Sarah Zubairy, Associate Professor, Department of Economics, Texas A&M University and former senior analyst, Canadian economic analysis department, Bank of Canada
Abstract: We investigate how the business, credit and interest rate cycles affect the monetary transmission mechanism, using state-dependent local projection methods and data from 18 advanced economies. We exploit the time-series variation within countries, as well as cross-sectional variation across countries, to investigate this issue. We find that the impact of monetary policy shocks on output and most other macroeconomic and financial variables is smaller during periods of economic downturns, high household debt, and high interest rates. We then build a small-scale theoretical model to rationalize these facts. The model highlights the presence of collateral and debt-service constraints on household borrowing and refinancing as a potential cause for state dependence in monetary policy with respect to the business, credit, and interest rate cycles. - “Taking off into the Wind: Unemployment Risk and State-Dependent Goverment Spending Multipliers (pdf, 727.87 KB) ”
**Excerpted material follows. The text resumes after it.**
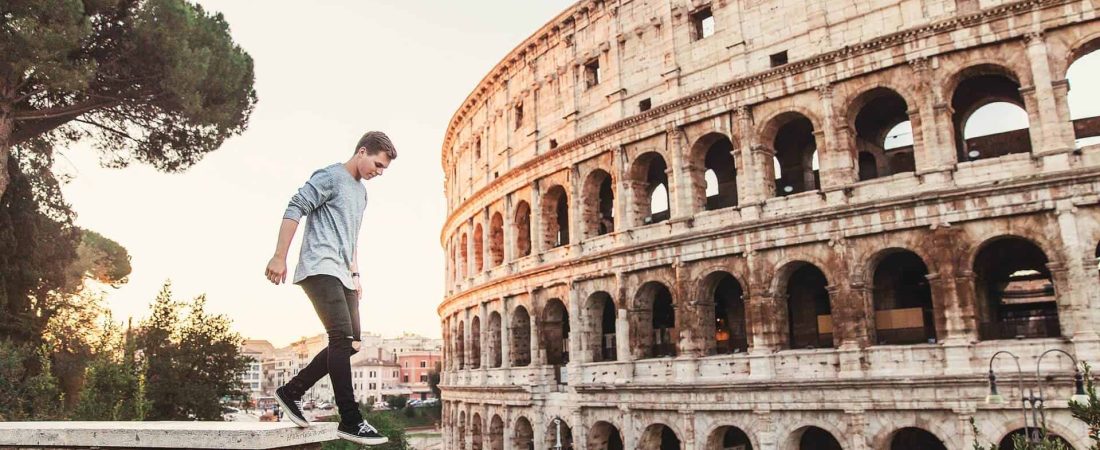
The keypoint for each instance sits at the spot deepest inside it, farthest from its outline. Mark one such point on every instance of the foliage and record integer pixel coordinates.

Hafedh Bouakez, Full Professor, Department of Applied Economics, HEC Montréal and former principal researcher, Bank of Canada
Abstract: We propose a model with involuntary unemployment, incomplete markets, and nominal rigidity, in which the effects of government spending are state-dependent. An increase in government purchases raises aggregate demand, tightens the labour market and reduces unemployment. This, in turn, lowers unemployment risk and, thus, precautionary saving, leading to a larger response of private consumption than in a model with perfect insurance. The output multiplier is further amplified through a composition effect, as the fraction of high-consumption households in the total population increases in response to the spending shock. These features, along with the matching frictions in the labour market, generate significantly larger multipliers in recessions than in expansions. As the pool of job seekers is larger during downturns than during expansions, the concavity of the job-finding probability with respect to market tightness implies that an increase in government spending reduces unemployment risk by more in the former case than in the latter, giving rise to countercyclical multipliers. - “Monetary and Fiscal Policies in a Heterogeneous-Agent Economy” https://onlinelibrary.wiley.com/doi/full/10.1111/caje.12337
Amy Hongfei Sun, Associate Professor, RBC Fellow, Department of Economics, Queen's University
Abstract: We study the effects of long‐run inflation and income taxation in an economy where households face uninsurable idiosyncratic risks. We construct a tractable competitive‐search framework that generates dispersion of prices, income and wealth. We analytically characterize the stationary equilibrium and the policy effects on individual choices. Quantitative analysis finds that monetary and fiscal policies have distinct effects on macro aggregates, such as output, savings and wealth, income and consumption inequalities. There is a hump‐shaped relationship between welfare and the respective policies. Overall, welfare is maximized by a deviation from the Friedman rule, paired with distortionary income taxation.